Шрифт:
Интервал:
Закладка:
На затемнённой сцене, при сумрачной и вынужденно «выборочной» фронтальной подсветке от наполовину разбитой рампы, свечение большого барабана, сотрясаемого педальной колотушкой, создавало внутри оркестра мистическое ощущение бьющегося сердца.
Когда после репетиции, после танцев или после концерта, усталые и молчаливые собирались они в своей комнате, называемой всеми музыкантами мира «оркестровкой», то выключали свет и снова включали большой барабан. Они отрезали белые капроновые пробки и открывали длинные бутылки с сухим «Рислингом», которые смирно стояли на клавишной «Юности», пили прохладное кислое вино и заедали жареной зайчатиной или дикой уткой, которой, как всегда, угощал Ваня Фурсей, их барабанщик.
Если сказать о нём пару слов, то следует отметить следующее: какой он был музыкант, вопрос спорный, и судить об этом, видимо, можно по-разному, но то, что он был замечательный охотник, хороший добродушный и очень компанейский мужик – так это точно!
В своё время Иван играл с ними в оркестре на контрабасе, смысл и цель игры на котором он видел исключительно в том, чтобы грациозно крутить несчастный инструмент на блестящей ноге вокруг его оси и мученически запрокидывать при этом голову назад, открывая рот.
Он очень любил одеваться строго в чёрное, но непременно галстук, бабочка и носки имели блестящие парчовые вкрапления. Где он доставал эти вещи в то непростое время, уму непостижимо!
Так вот, нечленораздельное басовое буханье, сплошное непопадание в ноты, которое, кстати, Ваней и не предусматривалось, в шумном танцевальном зале до поры до времени прощалось, хотя и доводило Геннадия до «белого каления». Но когда оркестр вышел на концертную сцену, под спокойное пристальное восприятие публики, нужно было что-то делать, и Ивана пересадили за барабаны и тарелки. Слава Богу, нот там не было, а ритм был ему вполне по зубам. Правда и здесь неугомонный позёр нашёл свою изюминку и время от времени подбрасывал вверх барабанные полочки, пытаясь вертеть ими в воздухе. Палки, подпрыгивая, раскатывались по всей сцене и падали в оркестровую яму, а публика хохотала, глядя на невозмутимого «Гареткина». Иван упивался своей виртуозностью, искренне не понимая, что высасывает последнюю кровь у их руководителя, получившего с лёгкой руки Апранина пожизненное и уважительное имя «Шеф»!

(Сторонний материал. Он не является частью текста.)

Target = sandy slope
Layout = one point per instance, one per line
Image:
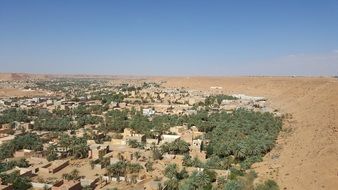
(307, 157)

После выступления, под возмущённые крики Шефа, вынужденно молчавшего на публике целый час, Ваня глубоко и искренне, со слезами на глазах, чтобы не выперли из оркестра, раскаивался в безобразиях. Он виновато собирал свои злосчастные палки в небольшую коробку, которую… тут же снова приносил на очередное выступление и заранее прятал её от Шефа за свой большой светящийся барабан, а все остальные улыбались и делали вид, что не замечают, предвосхищая весёлый разнос после концерта.
И снова был полумрак в «оркестровке» и подсветка в большом Ванином барабане с залихватской надписью, и вино на клавишах, и жареная дичь, и умиротворение, расслабленность и шутки, и музыкальные байки непревзойдённого рассказчика и юмориста Шефа Геннадия, и смех. И Апранин вполне мог бы стать настоящим музыкантом, но…
…Школа осталась позади, выпускной вечер рассеялся как дым, и герой наш отправляется с чемоданом со сборного пункта областного военкомата для поступления в военное училище в один из подмосковных городов.
В последствии, он, конечно, очень сожалел о погибшей стезе профессионального музыканта, но тогда поступить иначе просто не мог.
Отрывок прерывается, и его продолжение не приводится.